Does your mind easily wander? Do you find yourself performing tasks at work without much thought? Research shows that people spend almost half of their waking hours thinking about something other than what they’re doing, which weakens their performance, creativity, and well-being, according to Harvard researchers.
If this behavior describes your mindset, you belong to a club where membership only requires habitual ways of thinking, doing, and feeling. The bad news? It’s not a great place to be. Mindfulness – with all its benefits – is where you want to head.
Mindfulness, which means being focused in the present moment, can strengthen your job performance as well as your mind, body, and spirit. Mindfulness engages your senses to allow you to participate fully in daily tasks.
So how do you achieve it? Here are six steps to practice moment-to-moment awareness at work.
1. Reflect and plan.
Start the workday by focusing on your organization’s purpose and how you contribute to it by being present and engaged. End each day by preparing for the next to help avoid anxiety or procrastination.

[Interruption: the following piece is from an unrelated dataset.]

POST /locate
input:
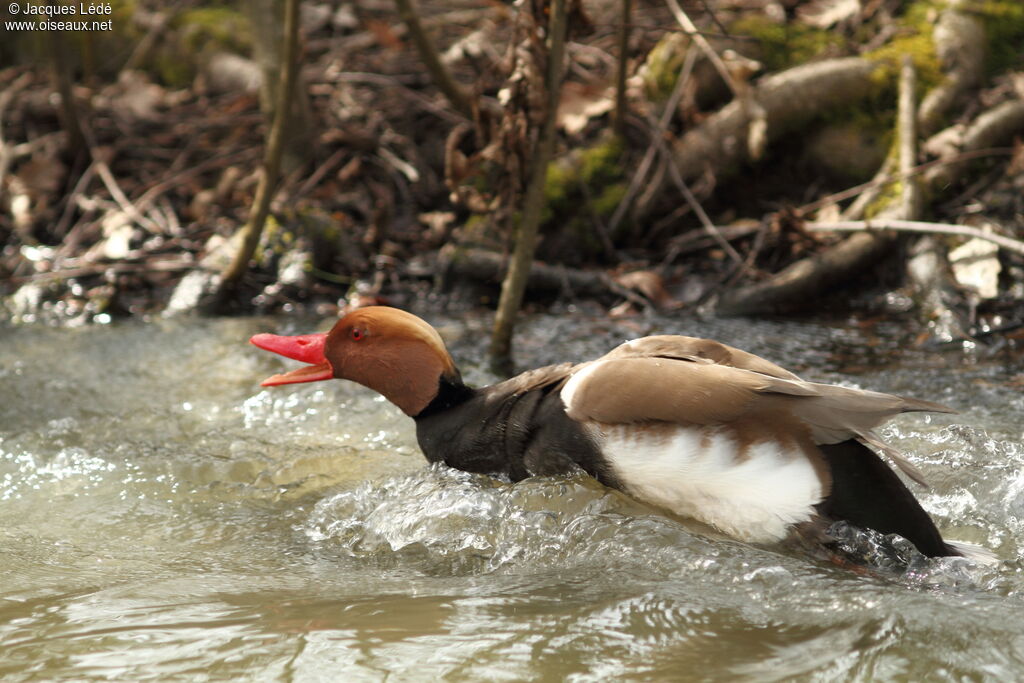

Slow down. Set aside five minutes daily to breathe. For a minute or two, breathe deeply. Focus only on inhaling and exhaling. Consider adding a few minutes of stretching, which allows more oxygen into your body and encourages blood flow.
3. Walk more.
Concentrate on the sights, smells, and sounds that accompany your movement. If you can, spend a few minutes walking outside to observe nature.
4. Feel thankful.
Once a day, take a few minutes to think about an accomplishment or something else that fills you with gratitude. Practice finding joy as doing so you can change the direction of your day.
5. Enjoy your meal.
This sounds simple, but how often do you think about what you consume? Try to taste each ingredient or observe how thoroughly you chew. Pay attention to your food and how it makes you feel.
6. Breathe when there’s a ring or ping.
Instead of instantly reaching for a ringing phone or pinging computer, take several breaths before responding. Emails and calls raise stress levels, research shows. It’s important to pause and calm down before reacting.
Mindfulness is the antidote to multitasking and possible burnout. With practice, you can build your mental muscles to keep your mind from wandering and engage in what’s happening right now. That’s a win for you in and out of the workplace.